Inzwischen gibt es «Kirche um den Esstisch» im ganzen Land, an der Westküste in Seattle als «Community Dinners» (Gemeinschaftsmahl – Assemblies of God), in der Kleinstadt Madisonville in Kentucky als «Disciples of Christ Potluck Church» (Jünger-Jesu-Liebesmahl-Kirche) und in Chattanooga, der viertgrössten Stadt in Tennessee («Episcopal Southside Abbey»). Sie alle und mehr probieren, ob und wie Esstisch-Kirche funktioniert; viele dachten am Anfang, sie wären allein mit dieser Idee.
2009 waren es vier «Esstisch-Kirchen», heute gibt es in Nordamerika und Europa über 40, und ständig werden es mehr. Jede Esstisch-Kirche hat ihren eigenen Stallgeruch, aber das Prinzip ist gleich: Sie finden zueinander in einer Sprache, die jeder spricht; Liebe geht durch den Magen, und Hunger hat jeder mal. Auf dem Tisch mit Stoffservietten, Porzellan und schönem Besteck steht ein herzhaftes Mahl, man geniesst das Essen und das Ambiente und kommt ins Gespräch mit Männern, Frauen und Kindern, die man sonst nie treffen würde.
«Die ersten 300 Jahre fand Christentum am Esstisch statt»

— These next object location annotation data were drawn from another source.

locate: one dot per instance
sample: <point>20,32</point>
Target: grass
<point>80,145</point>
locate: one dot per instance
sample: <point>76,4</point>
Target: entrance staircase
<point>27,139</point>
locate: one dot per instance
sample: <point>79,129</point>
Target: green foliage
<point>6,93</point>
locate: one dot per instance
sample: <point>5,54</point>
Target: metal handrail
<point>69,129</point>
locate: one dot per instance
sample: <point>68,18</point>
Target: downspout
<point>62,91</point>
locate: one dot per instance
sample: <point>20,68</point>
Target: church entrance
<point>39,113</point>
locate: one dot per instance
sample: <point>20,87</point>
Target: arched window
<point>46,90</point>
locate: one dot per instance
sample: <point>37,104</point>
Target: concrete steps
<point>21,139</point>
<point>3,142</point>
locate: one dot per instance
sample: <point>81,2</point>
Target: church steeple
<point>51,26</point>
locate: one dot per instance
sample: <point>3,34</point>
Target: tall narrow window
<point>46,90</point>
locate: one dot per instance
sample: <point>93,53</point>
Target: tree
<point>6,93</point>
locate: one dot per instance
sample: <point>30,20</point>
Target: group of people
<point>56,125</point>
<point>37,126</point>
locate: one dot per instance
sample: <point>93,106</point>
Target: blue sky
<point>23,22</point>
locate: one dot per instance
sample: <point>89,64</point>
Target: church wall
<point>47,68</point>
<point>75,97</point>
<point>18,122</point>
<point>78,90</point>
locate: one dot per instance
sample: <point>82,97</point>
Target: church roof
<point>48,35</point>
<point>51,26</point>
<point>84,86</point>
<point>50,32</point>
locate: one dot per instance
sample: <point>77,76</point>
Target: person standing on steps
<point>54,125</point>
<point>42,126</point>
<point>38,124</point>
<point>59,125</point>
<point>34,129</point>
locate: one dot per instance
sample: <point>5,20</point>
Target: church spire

Die Esstisch-Kirchen sind in vielen Denominationen zu Hause, in evangelikalen und liberalen; sie treffen sich im Gemeindehaus-Keller, im Restaurant, im Garten, am Rande von Kunstausstellungen. Es gibt sie in Innenstädten, am Stadtrand und im ländlichen Raum; Gutsituierte, junge Familien, Langzeit-Arbeitslose aller Altersgruppen und unterschiedlicher ethnischer Herkunft kommen zusammen und unterhalten sich lebhaft. Beim Essen kann man anderer Meinung sein und trotzdem Freunde bleiben. Das Essen ist nicht alles; zum Abend gehören auch Bibellesen, Singen und Beten, und natürlich tauscht man sich aus über den Bibelabschnitt oder die Predigt.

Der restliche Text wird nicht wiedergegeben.